Book study
Titus
A field letter to a trusted delegate. Paul has left Titus on Crete to finish organizing new churches — appoint qualified elders town by town, and silence the disruptive teachers already at work. But the letter's real burden is larger than church order: it welds sound doctrine to good works. Grace, Paul argues, is not merely pardon; it is a teacher that trains a redeemed people to renounce ungodliness and live self-controlled, upright, godly lives while they wait for Christ's appearing.
Themes
- Sound doctrine produces good works — The letter's spine: healthy teaching is known by the life it grows. 'Good works' recurs as a refrain (1:16; 2:7, 14; 3:1, 8, 14) — doctrine that leaves conduct unchanged is exposed as false.
- Qualified, appointed leadership — New churches need blameless elders whose own households and character back their teaching, precisely because unqualified talkers are already overturning whole families (1:5–9 vs. 1:10–11).
- Grace that trains — The two great salvation statements (2:11–14; 3:4–7) ground every command. Grace 'appeared' and now 'instructs' — it is not license but a curriculum in godliness, framed between Christ's first and second appearing.
- Confronting the false teachers — Cretan character and the 'circumcision' party are named bluntly: mouths to be stopped, minds defiled. Titus is to reprove sharply so the church stays sound.

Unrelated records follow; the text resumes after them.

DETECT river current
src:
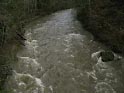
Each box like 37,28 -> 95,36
6,9 -> 124,93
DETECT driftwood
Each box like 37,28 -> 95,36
15,31 -> 26,46
16,31 -> 26,40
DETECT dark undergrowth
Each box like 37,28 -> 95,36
77,0 -> 124,55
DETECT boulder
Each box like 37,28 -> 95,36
100,51 -> 115,62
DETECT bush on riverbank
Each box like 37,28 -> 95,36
77,0 -> 124,54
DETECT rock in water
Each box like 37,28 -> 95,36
100,51 -> 114,62
92,50 -> 122,63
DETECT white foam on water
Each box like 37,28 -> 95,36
11,71 -> 44,93
95,82 -> 116,93
64,33 -> 83,53
35,78 -> 42,86
91,51 -> 102,62
64,33 -> 83,43
91,51 -> 123,93
25,40 -> 38,50
18,57 -> 42,74
26,32 -> 32,41
86,71 -> 97,81
18,82 -> 26,89
49,85 -> 53,93
68,33 -> 82,37
7,31 -> 45,93
64,48 -> 70,52
70,54 -> 74,57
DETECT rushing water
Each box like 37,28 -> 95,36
6,9 -> 124,93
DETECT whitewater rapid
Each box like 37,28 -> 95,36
6,9 -> 124,93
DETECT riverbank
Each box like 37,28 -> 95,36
77,0 -> 124,55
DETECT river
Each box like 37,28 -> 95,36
6,9 -> 124,93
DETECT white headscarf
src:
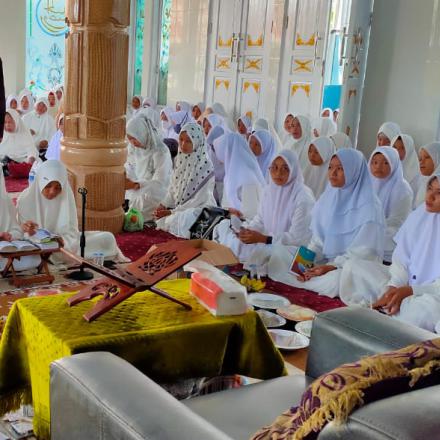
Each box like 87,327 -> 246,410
193,102 -> 206,114
368,146 -> 413,217
142,97 -> 156,108
0,171 -> 22,239
176,101 -> 192,113
22,97 -> 57,146
209,102 -> 233,130
207,125 -> 226,182
312,116 -> 337,137
160,106 -> 178,140
0,109 -> 38,162
303,136 -> 335,198
17,160 -> 79,251
285,115 -> 312,170
169,123 -> 214,206
260,149 -> 308,235
330,132 -> 353,149
238,115 -> 252,134
321,107 -> 333,117
205,113 -> 226,132
214,132 -> 266,210
18,89 -> 34,115
377,121 -> 401,144
249,130 -> 276,178
394,176 -> 440,286
311,148 -> 385,260
391,134 -> 419,185
137,106 -> 161,130
6,95 -> 18,109
45,114 -> 64,161
413,142 -> 440,207
252,118 -> 269,132
422,142 -> 440,172
130,95 -> 143,117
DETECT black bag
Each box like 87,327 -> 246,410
173,112 -> 190,134
189,207 -> 230,240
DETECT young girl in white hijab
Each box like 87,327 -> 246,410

- A people for his own possession — Redemption's aim is corporate and purposive — Christ gave himself to create a purified people 'zealous for good works,' remade by the washing of regeneration.
Outline
- 1. Order the church, silence the rebels — Appoint blameless elders in every city; the false teachers of Crete must be stopped.
- 2. Teach what fits sound doctrine — Each household group learns the conduct that matches the gospel — because grace itself trains us while we await Christ.
- 3. Live it out in the world — Be good citizens and gentle to all, remembering the mercy that saved us; do good, avoid futile controversy, and see to real needs.
Chapters
- Titus 1 — Paul states his commission (an apostle for the sake of God's people, their faith, and the godliness truth produces), then gives Titus his: finish organizing Crete's churches by appointing blameless elders (vv. 5–9). The urgency is the mirror image — rebellious talkers are already overturning households for gain, so the qualified must be installed and the unqualified silenced (vv. 10–16).
- Titus 2 — Against the empty talkers of chapter 1, Titus is to teach 'what fits sound doctrine' — and Paul spells it out group by group (older men, older women, young women, young men, Titus himself, slaves), each learning the conduct that adorns the gospel (vv. 1–10). Then he gives the reason under every command: grace has appeared, and grace trains a redeemed people to renounce ungodliness and live self-controlled lives while awaiting Christ's appearing (vv. 11–15).
- Titus 3 — The gospel's conduct now turns outward: be good citizens and gentle toward everyone (vv. 1–2) — grounded in the memory that we too were once foolish and enslaved, until God's kindness and mercy saved us through the washing of regeneration, making us heirs of eternal life (vv. 3–7). On that basis Paul urges Titus to insist on good works, avoid futile controversies and divisive people, attend to real needs, and closes with travel plans and greetings (vv. 8–15).